I was brought up in Australia into a catholic family and in other words respect women the way they should be treated.

Everyday my girlfriend is being put down and cops verbal abuse from her mum about our relationship and is always asking “when are we going to break up”. This women is impossible to reason with as she thinks she will never be happy with me in the picture and coming from an old school upbringing she is extremely stubborn.

My baby and I promised we would never give up on each other but my girlfriend is under way to much pressure with her uni course and then having to go home and listen to Hitler ( her mum ) going off at her.

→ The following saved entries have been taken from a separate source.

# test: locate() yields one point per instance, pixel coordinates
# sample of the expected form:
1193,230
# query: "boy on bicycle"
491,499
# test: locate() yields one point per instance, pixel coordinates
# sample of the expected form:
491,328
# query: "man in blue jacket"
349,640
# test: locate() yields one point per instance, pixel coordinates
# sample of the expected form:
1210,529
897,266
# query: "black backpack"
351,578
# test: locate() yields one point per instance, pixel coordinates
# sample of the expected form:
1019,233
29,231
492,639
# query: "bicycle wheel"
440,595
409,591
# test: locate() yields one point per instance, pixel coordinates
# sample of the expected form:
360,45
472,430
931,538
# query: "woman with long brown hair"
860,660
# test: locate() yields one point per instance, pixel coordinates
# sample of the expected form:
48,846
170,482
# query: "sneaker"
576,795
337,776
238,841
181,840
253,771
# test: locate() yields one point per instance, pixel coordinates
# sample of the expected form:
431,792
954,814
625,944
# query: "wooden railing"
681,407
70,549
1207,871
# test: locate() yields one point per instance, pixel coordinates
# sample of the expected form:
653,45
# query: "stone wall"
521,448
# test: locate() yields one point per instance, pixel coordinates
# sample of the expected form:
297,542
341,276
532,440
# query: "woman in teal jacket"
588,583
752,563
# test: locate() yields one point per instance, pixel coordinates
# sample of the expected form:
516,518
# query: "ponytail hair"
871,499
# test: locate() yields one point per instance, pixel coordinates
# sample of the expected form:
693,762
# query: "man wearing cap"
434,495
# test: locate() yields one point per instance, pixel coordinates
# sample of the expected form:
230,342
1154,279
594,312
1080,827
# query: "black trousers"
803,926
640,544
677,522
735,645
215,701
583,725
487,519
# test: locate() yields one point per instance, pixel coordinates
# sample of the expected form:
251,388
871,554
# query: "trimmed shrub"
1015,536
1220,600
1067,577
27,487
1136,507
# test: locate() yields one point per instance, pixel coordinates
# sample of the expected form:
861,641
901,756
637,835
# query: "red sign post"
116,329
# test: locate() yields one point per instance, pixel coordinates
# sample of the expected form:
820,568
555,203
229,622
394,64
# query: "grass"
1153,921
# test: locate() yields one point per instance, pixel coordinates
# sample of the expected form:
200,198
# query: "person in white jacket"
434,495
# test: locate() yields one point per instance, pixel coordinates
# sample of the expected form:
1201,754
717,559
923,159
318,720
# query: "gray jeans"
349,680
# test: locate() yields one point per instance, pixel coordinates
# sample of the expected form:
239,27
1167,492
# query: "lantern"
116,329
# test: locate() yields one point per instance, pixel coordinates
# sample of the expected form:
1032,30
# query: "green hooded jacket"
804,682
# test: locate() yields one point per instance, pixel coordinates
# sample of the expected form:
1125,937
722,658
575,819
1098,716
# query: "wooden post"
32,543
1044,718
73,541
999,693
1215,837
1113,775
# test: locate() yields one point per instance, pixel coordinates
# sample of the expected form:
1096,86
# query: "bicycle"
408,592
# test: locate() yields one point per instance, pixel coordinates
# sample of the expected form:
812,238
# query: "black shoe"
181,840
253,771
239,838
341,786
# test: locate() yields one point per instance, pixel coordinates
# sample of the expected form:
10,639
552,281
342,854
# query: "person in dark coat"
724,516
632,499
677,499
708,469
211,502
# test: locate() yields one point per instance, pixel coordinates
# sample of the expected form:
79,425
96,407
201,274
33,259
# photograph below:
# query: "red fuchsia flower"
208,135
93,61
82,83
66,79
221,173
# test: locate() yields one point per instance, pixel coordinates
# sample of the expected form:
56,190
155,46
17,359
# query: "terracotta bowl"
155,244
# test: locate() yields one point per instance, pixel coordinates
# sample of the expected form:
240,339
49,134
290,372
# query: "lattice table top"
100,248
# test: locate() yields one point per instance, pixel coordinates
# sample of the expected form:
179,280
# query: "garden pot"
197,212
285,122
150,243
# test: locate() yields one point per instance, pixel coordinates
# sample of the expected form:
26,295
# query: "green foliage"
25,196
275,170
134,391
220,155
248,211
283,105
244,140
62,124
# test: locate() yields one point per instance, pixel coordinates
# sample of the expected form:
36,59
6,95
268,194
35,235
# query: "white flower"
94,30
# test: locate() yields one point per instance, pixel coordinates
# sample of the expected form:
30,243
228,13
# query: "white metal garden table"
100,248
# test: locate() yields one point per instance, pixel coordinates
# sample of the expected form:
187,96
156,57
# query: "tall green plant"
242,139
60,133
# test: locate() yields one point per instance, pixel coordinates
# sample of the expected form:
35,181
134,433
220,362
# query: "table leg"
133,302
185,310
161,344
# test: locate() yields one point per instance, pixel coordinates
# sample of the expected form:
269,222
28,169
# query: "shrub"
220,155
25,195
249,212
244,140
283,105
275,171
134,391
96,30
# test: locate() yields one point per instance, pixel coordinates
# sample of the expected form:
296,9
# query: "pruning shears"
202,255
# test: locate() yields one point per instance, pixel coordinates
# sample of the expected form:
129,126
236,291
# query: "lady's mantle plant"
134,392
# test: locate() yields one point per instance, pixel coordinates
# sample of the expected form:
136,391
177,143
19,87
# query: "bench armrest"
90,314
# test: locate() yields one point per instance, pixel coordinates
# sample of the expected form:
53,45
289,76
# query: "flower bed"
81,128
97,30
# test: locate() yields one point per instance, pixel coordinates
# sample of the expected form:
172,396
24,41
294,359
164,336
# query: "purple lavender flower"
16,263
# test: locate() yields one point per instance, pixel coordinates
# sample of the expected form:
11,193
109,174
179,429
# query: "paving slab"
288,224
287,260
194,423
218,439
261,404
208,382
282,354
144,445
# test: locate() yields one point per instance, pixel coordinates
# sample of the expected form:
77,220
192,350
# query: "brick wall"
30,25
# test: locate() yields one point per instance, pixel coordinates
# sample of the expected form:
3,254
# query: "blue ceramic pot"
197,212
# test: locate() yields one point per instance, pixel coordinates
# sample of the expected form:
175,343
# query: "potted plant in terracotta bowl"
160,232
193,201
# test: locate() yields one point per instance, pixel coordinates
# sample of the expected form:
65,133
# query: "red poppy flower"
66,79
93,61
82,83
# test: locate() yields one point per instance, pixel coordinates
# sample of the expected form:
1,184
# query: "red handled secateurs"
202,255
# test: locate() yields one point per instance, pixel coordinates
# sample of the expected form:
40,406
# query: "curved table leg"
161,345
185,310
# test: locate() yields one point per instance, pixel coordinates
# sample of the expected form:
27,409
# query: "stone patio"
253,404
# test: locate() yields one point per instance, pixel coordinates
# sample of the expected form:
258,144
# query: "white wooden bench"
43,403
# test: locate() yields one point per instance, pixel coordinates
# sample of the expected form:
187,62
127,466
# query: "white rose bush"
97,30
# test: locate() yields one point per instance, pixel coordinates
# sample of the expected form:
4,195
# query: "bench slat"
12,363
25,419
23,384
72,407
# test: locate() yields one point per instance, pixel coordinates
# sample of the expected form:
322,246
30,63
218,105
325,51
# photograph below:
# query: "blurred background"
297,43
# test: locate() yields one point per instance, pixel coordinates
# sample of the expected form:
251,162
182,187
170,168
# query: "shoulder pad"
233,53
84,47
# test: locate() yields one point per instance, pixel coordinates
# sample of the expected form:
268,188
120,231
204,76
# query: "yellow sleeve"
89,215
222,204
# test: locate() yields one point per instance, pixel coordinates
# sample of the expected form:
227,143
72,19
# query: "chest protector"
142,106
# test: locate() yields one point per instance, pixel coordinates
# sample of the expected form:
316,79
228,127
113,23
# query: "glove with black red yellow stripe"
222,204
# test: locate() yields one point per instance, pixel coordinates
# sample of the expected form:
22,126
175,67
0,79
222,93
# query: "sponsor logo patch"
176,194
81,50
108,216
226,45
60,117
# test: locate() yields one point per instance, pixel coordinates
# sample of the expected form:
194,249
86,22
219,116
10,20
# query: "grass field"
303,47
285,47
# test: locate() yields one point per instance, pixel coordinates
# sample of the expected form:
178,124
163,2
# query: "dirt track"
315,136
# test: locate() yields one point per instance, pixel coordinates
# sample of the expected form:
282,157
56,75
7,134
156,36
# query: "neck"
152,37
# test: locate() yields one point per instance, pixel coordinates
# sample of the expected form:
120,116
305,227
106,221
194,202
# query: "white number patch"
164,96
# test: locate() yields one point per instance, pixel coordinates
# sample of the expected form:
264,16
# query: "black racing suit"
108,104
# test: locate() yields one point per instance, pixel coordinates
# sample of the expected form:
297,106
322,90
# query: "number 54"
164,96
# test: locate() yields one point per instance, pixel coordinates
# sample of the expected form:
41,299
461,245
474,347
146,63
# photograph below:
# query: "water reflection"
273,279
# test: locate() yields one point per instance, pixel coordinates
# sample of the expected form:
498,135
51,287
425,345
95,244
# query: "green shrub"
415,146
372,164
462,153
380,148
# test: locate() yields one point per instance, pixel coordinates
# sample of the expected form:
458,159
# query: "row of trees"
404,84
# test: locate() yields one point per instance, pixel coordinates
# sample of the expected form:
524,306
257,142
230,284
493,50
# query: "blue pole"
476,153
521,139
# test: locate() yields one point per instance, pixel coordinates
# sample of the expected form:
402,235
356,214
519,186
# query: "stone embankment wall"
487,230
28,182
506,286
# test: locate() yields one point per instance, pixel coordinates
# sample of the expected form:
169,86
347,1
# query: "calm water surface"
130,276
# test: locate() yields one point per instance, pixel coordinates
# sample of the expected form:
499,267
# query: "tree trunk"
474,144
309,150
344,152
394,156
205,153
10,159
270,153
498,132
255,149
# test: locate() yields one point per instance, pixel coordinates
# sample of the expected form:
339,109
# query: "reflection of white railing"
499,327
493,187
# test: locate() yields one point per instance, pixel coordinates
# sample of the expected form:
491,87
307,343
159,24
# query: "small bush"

Giving up is not an option. Does anyone have any advice on how to deal with her mum ?

Answer #1

udontneed2know -

Its me being a man in the first place is what is getting her in trouble. She knows I lvoe her daughter and I wont give up on her and that is why she is making her life a living hell with the constant abuse and threts.

I feelcrazy123 -

I’ve never met her and when I have spoken to her over the phone I have always been nice and respectful. I can deal with the pressure of the crazy mother inlaw, but I cant deal with seeing my baby upset everyday over it :(

  • to make matters worse, I just lost my job so moving out isnt an option at the moment.
Answer #2

This is a difficult one.

First let me ask how do you deal with her mother currently? That would help a lot in me being able to help you in how to deal with it (I’ve had my share of really difficult mother in laws.)

Best option is to ignore any comments and nasty snide remarks thrown your way and to suck up to the mother. Always be polite, please thank you, help out around the house when you are there. Dress conservatively in front of her mother, things like that. It might not be you, but you obviously care enough about your girlfriend to help her out.

I realise that you are in a strange predicament, because she doesn’t like you for a reason that you can’t and should be willing to change. But keep a low profile and don’t say anything negative in front her mother or towards her mother. That could put more pressure on her.

Answer #3

step up to her mom and say I like (or love) your daughter and she likes or loves me and we want to b together we go through some hard times but that will never seperate us and tell her all the sweet times you and your girl had together and all the rough times. plan this speach out carefully and if the mom interupts you say let me finish! step up to her and b a man. if your not sure with this then answer me back

Answer #4

I’ve never met her and when I have spoken to her over the phone I have always been nice and respectful. I can deal with the pressure of the crazy mother inlaw, but I cant deal with seeing my baby upset everyday over it sad

I suggest meeting her, not to talk about her behaviour, but just a normal meet the parents meeting. Oh and keep on being respectful. Don’t stand up to her or scream at her or be rude ever. That will make things worse. Sometimes these things take time. It took me about a year before I could get along with my boyfriend’s mother. She was extremely difficult.

Also if you can, make sure that you spend a lot of time with your girlfriend at her house. (no hugging or kissing though). I have a feeling that her mother feels threatened and is making an issue about the whole thing because she doesn’t know you and haven’t met you.

But in any case, keep on persisting with the yes, mam, amen mam. That should eventually work.